The step from investigation to action was a quick one. Early in 1961 Higgs was approached by a young Negro wearing a purple shirt, leather jacket, sunglasses, and a determined frown. "You've spoken well of us, Mr. Higgs, but we've all heard enough talk. I plan to enter Ole Miss this year. Help me." The lawyer agreed, and eighteen months later James Meredith walked on to the Oxford campus.

Higgs soon received prestigious civil liberties awards in New York and Los Angeles--and death threats from the sheriff's office in Clarksdale, Mississippi. His parents began to receive endless insults from town folk and economic intimidation from local grocers. Finally, early last year, the Jackson District Attorney told him to expect "unlimited jailings" upon returning to the state.

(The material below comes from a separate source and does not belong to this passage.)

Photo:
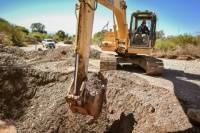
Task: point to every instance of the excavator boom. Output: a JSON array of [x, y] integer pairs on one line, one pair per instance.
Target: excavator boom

Understandably, Higgs has not returned and won't "until the state undergoes a major political revolution--Negroes in all levels and offices, submitting rights bills of their own in Congress." When asked how long this will be, Higgs frowns pensively, rubs his chin, and drawls slowly, "two years maybe less . . . it will probably take total Federal occupation, of course." This penchant for precise numerical prediction is most interesting when focused on the civil rights bill, for Higgs has displayed an incredible touch for Washington politics. Last summer he and several law students drew up an "ideal" civil rights bill, which seasoned observers ridiculed as utopian. Last month the bulk of that bill sailed through the House without a hitch. Higgs had picked his allies cannily, cultivating the friendship of Democratic Congressman Corman and Congressmen McCulloch and Lindsay of the GOP.

And in the Senate? "Perhaps it's the giddiness of victory, but I say three-to-two for passage of the whole thing and three-to-one that all the big titles stay." When reminded that the New York Times is more pessimistic, Higgs laughs: "The trouble with Harvard is that everyone here reads the Times, and it hasn't been right about this bill yet."

Higgs' enthusiasm often races beyond enactment to enforcement of the bill, which will be the focus of his program this summer. "We must force the President to prove his liberalism, to fish or cut bait." Higgs fears Johnson will make an election-year deal with the Southern Senators on the enforcement issue, and the prospect infuriates him. In discussing it, his drawl tightens, the words shooting out singly and passionately; he is no longer the patient, understanding lobbyist. Before catching himself, and smiling at his anger, Higgs reveals both the pain and power of his commitment. His beliefs exiled him, but only by putting them into practice can he return home.